July-26 and Dec-26 are both $.02 higher at $4.64 and $4.83 ¾ respectively.  Both traded to fresh 3-week highs.  EIA data is expected to show ethanol production slipped to 319 mil. gallons last week, down from 329 mil. the previous week.  A group of congressional lawmakers, the E15 Rural Domestic Energy Council, is expected to submit legislation today that would allow the year-round sale of higher ethanol gasoline while also restricting exemptions for smaller refineries.  If ultimately passed domestic corn demand could grow by 2-2.5 bil. bu. over the next several years.

 

Soybeans: 

July-26 beans are up $.06 at $11.96 ½ while Nov-26 is $.03 ½ higher at $11.70.  July-26 briefly traded above $12 for the first time in 5 weeks.  So far Nov-26 stalled just below its March high at $11.74 ¼.  New contract high in soybean oil with the spot contract trading to a 3 ½ year high.  Crush margins were steady overnight after surging $.19 yesterday to $3.34 ½, nearing its modern day high at $3.40.  Bean oil PV has jumped to a new all-time high at 52.6%.  Improved demand for biofuels, particularly in countries impacted by the reduced crude oil supplies from the Persian Gulf, along with a surging D4 RIN values has increased biodiesel and RD profit margins.  Speculative traders bought nearly 13k contracts of bean oil yesterday, however O.I. increased only 1,100 contracts.  Look for the CFTC to print another record large MM long position in Friday’s updated COT report.  The markets attention will gradually shift to Pres.

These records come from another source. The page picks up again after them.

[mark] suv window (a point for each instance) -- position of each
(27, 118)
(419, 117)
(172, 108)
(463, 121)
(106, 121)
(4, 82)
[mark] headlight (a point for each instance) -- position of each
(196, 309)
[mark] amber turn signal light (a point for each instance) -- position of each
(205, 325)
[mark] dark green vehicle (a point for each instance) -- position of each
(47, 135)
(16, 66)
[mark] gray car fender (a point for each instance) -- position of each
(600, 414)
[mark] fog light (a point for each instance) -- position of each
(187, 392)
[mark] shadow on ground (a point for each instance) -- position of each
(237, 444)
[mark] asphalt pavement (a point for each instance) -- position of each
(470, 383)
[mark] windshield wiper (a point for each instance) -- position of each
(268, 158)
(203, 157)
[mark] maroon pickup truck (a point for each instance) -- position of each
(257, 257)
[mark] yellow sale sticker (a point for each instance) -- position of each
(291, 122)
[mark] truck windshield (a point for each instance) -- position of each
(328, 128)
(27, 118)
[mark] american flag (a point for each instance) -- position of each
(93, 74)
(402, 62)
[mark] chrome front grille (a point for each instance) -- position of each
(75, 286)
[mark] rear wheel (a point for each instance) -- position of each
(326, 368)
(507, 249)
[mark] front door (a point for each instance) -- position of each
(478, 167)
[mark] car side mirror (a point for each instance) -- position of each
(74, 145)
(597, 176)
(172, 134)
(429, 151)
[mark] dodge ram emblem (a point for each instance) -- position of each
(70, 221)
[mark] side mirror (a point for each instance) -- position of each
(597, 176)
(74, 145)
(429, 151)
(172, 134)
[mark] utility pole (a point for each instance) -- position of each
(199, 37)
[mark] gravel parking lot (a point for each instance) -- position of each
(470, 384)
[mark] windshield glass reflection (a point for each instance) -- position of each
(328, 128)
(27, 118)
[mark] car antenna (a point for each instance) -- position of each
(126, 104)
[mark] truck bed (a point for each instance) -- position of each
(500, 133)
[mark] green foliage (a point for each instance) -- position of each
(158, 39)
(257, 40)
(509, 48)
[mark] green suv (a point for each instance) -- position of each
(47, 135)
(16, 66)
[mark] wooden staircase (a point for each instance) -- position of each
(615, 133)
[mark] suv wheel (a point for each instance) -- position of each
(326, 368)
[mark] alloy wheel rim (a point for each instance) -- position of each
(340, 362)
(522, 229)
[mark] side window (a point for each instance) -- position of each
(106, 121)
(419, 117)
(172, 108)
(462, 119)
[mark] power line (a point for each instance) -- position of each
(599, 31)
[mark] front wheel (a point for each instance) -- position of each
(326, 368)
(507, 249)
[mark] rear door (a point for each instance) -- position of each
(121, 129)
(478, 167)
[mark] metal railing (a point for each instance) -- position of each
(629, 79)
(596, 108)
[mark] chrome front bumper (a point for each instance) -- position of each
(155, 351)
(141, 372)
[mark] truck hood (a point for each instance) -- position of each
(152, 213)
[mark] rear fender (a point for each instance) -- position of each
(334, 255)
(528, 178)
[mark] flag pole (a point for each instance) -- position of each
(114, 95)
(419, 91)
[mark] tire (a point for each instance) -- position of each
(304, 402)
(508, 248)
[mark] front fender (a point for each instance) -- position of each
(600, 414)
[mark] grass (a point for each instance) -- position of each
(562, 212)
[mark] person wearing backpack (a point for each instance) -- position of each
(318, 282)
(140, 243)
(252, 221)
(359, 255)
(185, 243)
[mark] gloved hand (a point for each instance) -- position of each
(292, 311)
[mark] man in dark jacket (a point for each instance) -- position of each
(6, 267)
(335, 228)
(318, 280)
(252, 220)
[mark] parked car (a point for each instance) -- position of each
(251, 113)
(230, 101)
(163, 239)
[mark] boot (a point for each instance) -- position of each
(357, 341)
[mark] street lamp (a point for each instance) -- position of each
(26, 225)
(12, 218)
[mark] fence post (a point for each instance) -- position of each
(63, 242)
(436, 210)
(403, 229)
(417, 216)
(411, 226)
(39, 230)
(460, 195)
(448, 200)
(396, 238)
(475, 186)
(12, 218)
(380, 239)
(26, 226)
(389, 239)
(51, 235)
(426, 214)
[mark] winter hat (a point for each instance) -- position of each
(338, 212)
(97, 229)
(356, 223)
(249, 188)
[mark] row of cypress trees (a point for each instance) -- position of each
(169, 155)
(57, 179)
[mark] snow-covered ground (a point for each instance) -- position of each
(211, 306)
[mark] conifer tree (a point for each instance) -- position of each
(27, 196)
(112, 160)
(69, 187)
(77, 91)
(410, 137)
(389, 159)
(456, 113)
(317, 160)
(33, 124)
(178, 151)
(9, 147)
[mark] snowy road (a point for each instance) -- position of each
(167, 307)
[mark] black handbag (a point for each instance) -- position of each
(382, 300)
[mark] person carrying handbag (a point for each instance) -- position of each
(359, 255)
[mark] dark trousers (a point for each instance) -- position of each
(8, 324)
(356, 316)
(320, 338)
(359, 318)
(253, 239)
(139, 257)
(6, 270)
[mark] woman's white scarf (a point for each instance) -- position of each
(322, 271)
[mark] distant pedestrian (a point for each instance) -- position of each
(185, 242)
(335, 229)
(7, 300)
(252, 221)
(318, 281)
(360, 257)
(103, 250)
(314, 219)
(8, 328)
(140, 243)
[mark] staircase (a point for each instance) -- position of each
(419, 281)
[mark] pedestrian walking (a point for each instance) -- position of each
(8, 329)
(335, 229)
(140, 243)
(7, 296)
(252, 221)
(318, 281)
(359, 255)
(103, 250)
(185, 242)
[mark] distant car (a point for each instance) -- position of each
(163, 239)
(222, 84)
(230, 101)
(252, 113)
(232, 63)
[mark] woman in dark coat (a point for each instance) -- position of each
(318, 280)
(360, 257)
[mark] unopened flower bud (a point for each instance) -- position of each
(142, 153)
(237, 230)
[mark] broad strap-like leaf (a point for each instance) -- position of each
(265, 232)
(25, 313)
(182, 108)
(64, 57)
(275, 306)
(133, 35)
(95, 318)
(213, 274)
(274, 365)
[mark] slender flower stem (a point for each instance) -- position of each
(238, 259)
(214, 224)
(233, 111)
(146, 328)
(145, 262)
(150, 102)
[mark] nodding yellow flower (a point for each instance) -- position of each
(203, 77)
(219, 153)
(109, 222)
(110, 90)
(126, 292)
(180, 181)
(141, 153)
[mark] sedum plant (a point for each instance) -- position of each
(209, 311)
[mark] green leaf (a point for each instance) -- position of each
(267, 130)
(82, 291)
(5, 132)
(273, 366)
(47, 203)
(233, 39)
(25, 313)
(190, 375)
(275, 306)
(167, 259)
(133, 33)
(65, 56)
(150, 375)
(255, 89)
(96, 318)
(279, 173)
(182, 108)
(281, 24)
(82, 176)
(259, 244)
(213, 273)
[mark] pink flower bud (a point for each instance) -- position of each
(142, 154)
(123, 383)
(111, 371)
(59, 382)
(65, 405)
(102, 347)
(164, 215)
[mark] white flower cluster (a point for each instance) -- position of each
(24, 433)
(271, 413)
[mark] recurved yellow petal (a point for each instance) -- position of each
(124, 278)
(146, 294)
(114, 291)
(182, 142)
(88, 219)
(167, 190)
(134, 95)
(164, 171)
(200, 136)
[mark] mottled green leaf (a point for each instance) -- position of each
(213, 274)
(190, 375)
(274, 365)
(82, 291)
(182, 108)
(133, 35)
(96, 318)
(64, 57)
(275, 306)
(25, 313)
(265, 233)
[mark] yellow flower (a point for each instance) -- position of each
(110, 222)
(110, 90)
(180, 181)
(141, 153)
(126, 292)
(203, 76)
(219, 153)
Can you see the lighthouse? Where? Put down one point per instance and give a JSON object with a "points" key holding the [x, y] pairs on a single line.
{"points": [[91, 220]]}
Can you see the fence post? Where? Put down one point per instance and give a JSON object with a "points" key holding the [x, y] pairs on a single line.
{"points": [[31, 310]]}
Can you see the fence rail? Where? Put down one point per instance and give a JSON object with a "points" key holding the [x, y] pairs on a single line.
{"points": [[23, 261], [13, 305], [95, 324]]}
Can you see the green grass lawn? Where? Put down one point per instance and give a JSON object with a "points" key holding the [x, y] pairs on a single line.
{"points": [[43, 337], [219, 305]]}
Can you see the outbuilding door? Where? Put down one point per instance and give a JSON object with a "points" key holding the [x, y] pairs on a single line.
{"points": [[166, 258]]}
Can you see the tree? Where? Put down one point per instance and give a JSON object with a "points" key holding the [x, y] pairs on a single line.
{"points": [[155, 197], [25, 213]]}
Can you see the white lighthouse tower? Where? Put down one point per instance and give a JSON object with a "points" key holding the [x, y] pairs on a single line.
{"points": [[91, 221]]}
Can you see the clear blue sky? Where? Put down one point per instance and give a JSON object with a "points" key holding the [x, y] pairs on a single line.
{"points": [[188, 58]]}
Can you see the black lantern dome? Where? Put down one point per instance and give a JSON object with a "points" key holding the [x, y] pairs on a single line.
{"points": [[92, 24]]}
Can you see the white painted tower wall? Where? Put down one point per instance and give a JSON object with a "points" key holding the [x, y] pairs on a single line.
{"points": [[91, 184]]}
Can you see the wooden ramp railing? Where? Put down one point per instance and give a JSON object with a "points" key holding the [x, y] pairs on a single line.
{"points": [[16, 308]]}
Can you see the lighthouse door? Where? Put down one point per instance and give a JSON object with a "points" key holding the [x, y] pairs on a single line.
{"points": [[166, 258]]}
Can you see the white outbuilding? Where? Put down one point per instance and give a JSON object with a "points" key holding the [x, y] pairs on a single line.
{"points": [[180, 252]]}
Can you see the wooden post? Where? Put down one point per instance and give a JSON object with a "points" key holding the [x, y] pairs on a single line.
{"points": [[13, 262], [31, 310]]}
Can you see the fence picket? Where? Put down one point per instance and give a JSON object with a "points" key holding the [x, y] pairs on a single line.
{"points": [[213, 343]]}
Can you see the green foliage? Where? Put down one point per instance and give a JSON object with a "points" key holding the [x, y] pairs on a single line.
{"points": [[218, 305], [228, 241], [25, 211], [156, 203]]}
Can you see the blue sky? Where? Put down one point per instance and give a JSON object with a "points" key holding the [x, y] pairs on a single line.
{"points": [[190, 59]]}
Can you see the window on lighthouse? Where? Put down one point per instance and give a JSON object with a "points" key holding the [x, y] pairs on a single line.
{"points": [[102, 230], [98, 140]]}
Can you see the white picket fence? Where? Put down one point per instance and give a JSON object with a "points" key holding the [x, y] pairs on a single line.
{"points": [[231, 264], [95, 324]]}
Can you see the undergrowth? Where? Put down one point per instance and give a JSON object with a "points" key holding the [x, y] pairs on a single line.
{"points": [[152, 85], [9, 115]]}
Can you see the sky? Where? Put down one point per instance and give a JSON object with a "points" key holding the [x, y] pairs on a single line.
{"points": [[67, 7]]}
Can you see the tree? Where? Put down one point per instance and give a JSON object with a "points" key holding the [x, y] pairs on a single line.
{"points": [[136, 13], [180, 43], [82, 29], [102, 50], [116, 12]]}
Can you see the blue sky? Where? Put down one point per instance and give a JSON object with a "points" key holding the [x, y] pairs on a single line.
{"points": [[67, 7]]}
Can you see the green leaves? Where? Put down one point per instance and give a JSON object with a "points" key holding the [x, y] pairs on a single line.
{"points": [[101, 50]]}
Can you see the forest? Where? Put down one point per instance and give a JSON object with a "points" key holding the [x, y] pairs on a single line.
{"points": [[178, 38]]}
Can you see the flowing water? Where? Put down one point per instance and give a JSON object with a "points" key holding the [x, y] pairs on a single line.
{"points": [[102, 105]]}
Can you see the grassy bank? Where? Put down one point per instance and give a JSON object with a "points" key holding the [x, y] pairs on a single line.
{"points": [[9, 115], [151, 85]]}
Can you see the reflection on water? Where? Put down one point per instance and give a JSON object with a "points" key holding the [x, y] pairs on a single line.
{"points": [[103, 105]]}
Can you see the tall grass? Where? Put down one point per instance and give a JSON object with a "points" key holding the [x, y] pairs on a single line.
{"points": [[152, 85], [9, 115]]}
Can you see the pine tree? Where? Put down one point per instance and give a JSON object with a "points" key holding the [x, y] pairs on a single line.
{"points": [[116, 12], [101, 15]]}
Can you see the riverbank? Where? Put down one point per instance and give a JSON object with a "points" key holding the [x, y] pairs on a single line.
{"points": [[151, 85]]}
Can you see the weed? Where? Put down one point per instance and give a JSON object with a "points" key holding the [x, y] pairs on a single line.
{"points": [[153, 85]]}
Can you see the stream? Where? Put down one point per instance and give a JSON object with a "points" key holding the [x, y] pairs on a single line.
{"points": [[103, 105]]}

Trump’s meeting in Beijing with Chinese leader Xi next month.  Wire services are reporting at least 10 vessels are being held up at Argentine ports as a trucker protest over increased costs is preventing supplies from reaching key export hubs.

 

Wheat: 

Prices have turned mixed.  CGO July-26 is steady at $6.13, KC July-26 is $.03 lower at $6.52 ½ while MIAX July-26 is steady at $6.83 ¼.  EU soft wheat exports as of April 19th at 19 mmt are up 8% YOY.  Rusagrotrans reports Russian exports on April will likely reach 3.8 mmt, well above the 2.39 mmt shipped in April-25.